Her slender fingers still stroking his shoulder, as the pair of them sat on the white-washed floor of the unknown room, she smiled. "What happened on Magnus IV? What happened with-?"

"With Telok?" He noticed her confusion, then hauled himself up onto his feet, was slightly unsteady. He started to pace. "I know who it was. 'Borik' was just an invention."

But she found that she didn't much care about that. "No, Damar, what happened when he had you imprisoned?" She stood up, went over to him.

"It doesn't matter," he said, nearly snapping at her. He turned away from her.

His tone of voice, his aloofness, told her that it did matter. "I won't… I won't pry. But—"

"Corina, please, don't." Then it seemed as if he had turned away for good. He was leaning against a wall, using his arm for support, resting his head against his arm. He blew air through his lips, was silent.

"Damar…" She had said it so gently, so delicately, yet he didn't move. Gingerly, she took a step closer to him. "Please, we have to work together. My brother, he isn't right. He's acting strangely. And as for Telok, well, I don't really know where to start."

"That damned Telok," Damar spat, suddenly turning around. "Corina, I don't care what he did to me. It's what he did – what I think that he did – to you that angers me."

She came to him, took him by the shoulders. "What do you think he did?"

"I don't—"

"Listen, Damar. Telok didn't harm me. There's no need for you to worry about that." Yes, Telok had come close, so very close. But he hadn't. For the briefest of moments, she had… but that was beyond her control. Damar didn't need to know that.

He saw her fierce gaze and dropped his guard. He opened his mouth but did not say anything. At that point in time, he was thinking of nothing else – not, Cardassia, not Dukat, nothing – but her, of her resolute mind, her beautiful face, her kindness, her compassion. She had seemed so small, so delicate, to him, yet she was holding him firmly, her slender fingers curled round his arms, willing him not to be rash.

As pride, desire, caught up in his mind, he relaxed, pressed a hand to her face as if she would fade away there and then. The room was bright but it may as well have been dark, unseen; they may as well have been alone.

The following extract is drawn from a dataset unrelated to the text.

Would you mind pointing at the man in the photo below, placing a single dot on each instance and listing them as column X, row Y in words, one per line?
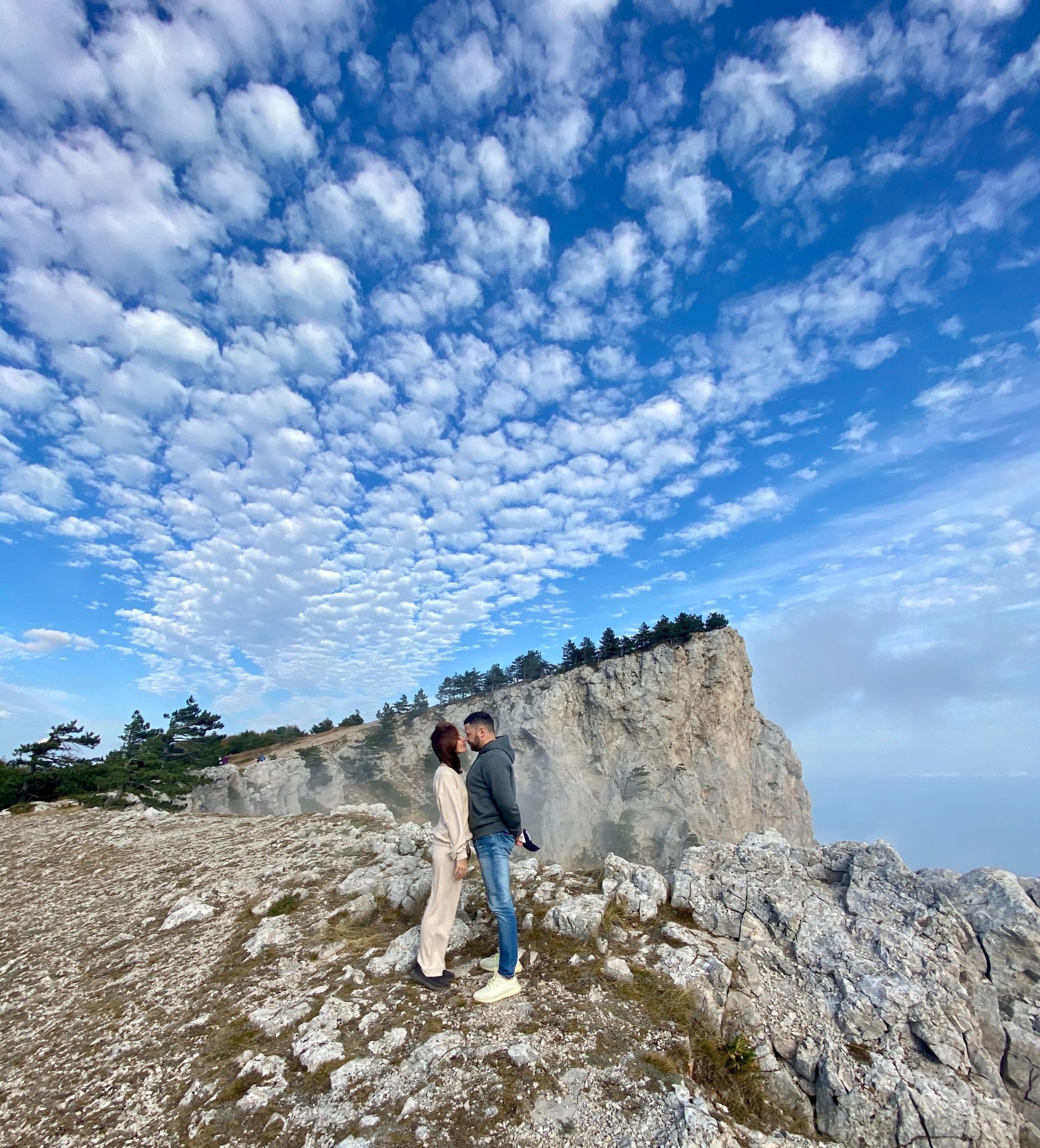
column 496, row 827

In a moment, he had kissed her, suddenly, powerfully. He tasted the salt of tears and drew back, their foreheads touching, to see that she was crying. He had not seen her cry, but she was weeping now; he kissed her between each sob. She began to wonder why she was crying; with his hands at the small of her back, holding her, she had never before felt safer.

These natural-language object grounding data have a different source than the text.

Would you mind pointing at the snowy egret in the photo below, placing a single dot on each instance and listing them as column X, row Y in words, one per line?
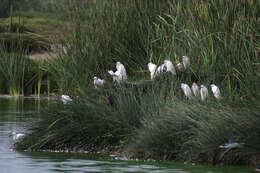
column 169, row 67
column 186, row 89
column 17, row 136
column 121, row 68
column 161, row 68
column 216, row 91
column 203, row 92
column 116, row 75
column 179, row 66
column 195, row 89
column 152, row 68
column 186, row 62
column 65, row 99
column 98, row 82
column 231, row 145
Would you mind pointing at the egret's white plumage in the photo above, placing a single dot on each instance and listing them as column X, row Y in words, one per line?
column 231, row 145
column 186, row 89
column 179, row 66
column 152, row 68
column 120, row 74
column 116, row 75
column 65, row 99
column 185, row 62
column 169, row 67
column 121, row 68
column 98, row 82
column 160, row 69
column 17, row 136
column 203, row 92
column 195, row 89
column 215, row 90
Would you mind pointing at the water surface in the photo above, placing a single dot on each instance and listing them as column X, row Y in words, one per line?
column 16, row 113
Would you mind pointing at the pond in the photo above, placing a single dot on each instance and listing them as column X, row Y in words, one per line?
column 16, row 113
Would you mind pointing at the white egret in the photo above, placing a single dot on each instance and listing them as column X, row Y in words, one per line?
column 16, row 136
column 98, row 82
column 65, row 99
column 195, row 89
column 169, row 67
column 186, row 89
column 215, row 90
column 179, row 66
column 121, row 68
column 186, row 62
column 152, row 68
column 203, row 92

"I haven't got a trial," she said, hushed. "Damar… what are the Maquis?"

He seemed to falter then. He pursed his lips. "The name is familiar. They're terrorists."

Terrorists. She considered. She didn't want to be thinking about that now; surely, she didn't have to? It had been a week, or perhaps two, since she had last seen Damar but it could've been a lifetime. It was the agony of not knowing, of not knowing he was alive or dead, if that insufferable Telok had kept his word. He had. Barely. But it would not be enough.

She remembered her brother's words. Brief. Final. She had the realisation that she could lose everything. That she had got Damar back only to lose him again. And it would be at her brother's hands.